Antonina
- Author: Evgenia Tur
- Original title: Антонина
- Translator: Michael R. Katz
- Language: Russian
- Genre: Fiction
- Publisher: Northwestern University Press (English translation)
- Publication date: 1851
- Published in English: 1996
- Media type: Print
- ISBN: 978-0-8101-1407-4

= Antonina (Tur novel) =

1851 Russian novel by Evgenia Tur

Antonina (Антонина) is an 1851 novel by Evgenia Tur, one of several Russian novels influenced by Jane Eyre. A first English translation by Michael Katz was published by Northwestern University Press in 1996.

== Plot ==
The story follows Antonina from her childhood in a troubled household through her early adulthood. After her father's financial decline, her situation worsens, and she is left in the care of relatives who treat her harshly. Life at home becomes increasingly difficult, shaping her sense of isolation and her desire to leave.

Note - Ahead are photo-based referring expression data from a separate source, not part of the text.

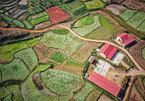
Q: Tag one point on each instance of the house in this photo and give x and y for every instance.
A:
(108, 51)
(124, 39)
(106, 84)
(91, 59)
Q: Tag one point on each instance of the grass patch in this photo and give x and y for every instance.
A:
(58, 57)
(94, 4)
(32, 42)
(7, 51)
(89, 28)
(126, 15)
(87, 20)
(60, 82)
(137, 19)
(84, 92)
(14, 70)
(60, 31)
(143, 53)
(28, 56)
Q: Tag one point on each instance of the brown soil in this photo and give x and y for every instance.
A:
(136, 52)
(135, 96)
(84, 51)
(43, 51)
(117, 80)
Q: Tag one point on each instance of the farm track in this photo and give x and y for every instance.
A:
(82, 38)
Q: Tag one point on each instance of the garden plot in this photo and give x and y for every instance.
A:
(102, 68)
(87, 29)
(14, 70)
(60, 82)
(115, 8)
(28, 56)
(127, 14)
(137, 19)
(84, 92)
(94, 4)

Eventually, Antonina finds a way out by taking a position as a governess. This step offers her a degree of independence, but her situation remains uncertain and dependent on others. While working, she forms an emotional attachment that briefly raises the possibility of a more stable future.

These hopes do not last. Social expectations, misunderstandings, and gossip undermine her position and affect how she is perceived by others. As a result, Antonina is forced to give up her plans and faces a return to a more precarious existence.

The novel follows her response to these setbacks, focusing less on external events than on her inner experience. Throughout the narrative, Antonina's character is shaped by endurance and a strong sense of personal integrity, even as her circumstances remain difficult.

== Themes, character analysis, and feminist interpretation ==
Antonina is usually discussed as part of the broader tradition of nineteenth-century Russian women's prose, especially in relation to questions of authorship and narrative voice. The work has been compared to Charlotte Brontë's Jane Eyre. Demidova notes the influence of Brontë's novel, and the publisher of the English translation describes the text as following patterns familiar from the novels of the Brontë sisters.

Critics have noted the novel's focus on Antonina's inner life and moral experience rather than on external success. Her story highlights the limited choices available to women and the effort required to maintain dignity within those constraints.

Jane T. Costlow has discussed Antonina alongside Ivan Turgenev's Neschastnaia, focusing on how both works represent women's suffering and narrative voice.

== Background, publication, and reception ==
Antonina was written at a time when women writers in Russia were becoming more visible in the literary field. As Demidova shows, this period saw growing interest in women's authorship and in the kinds of subjects women writers addressed.

The publication of the English translation in 1996 made the work more accessible to English-language readers and contributed to renewed scholarly interest in Tur's writing.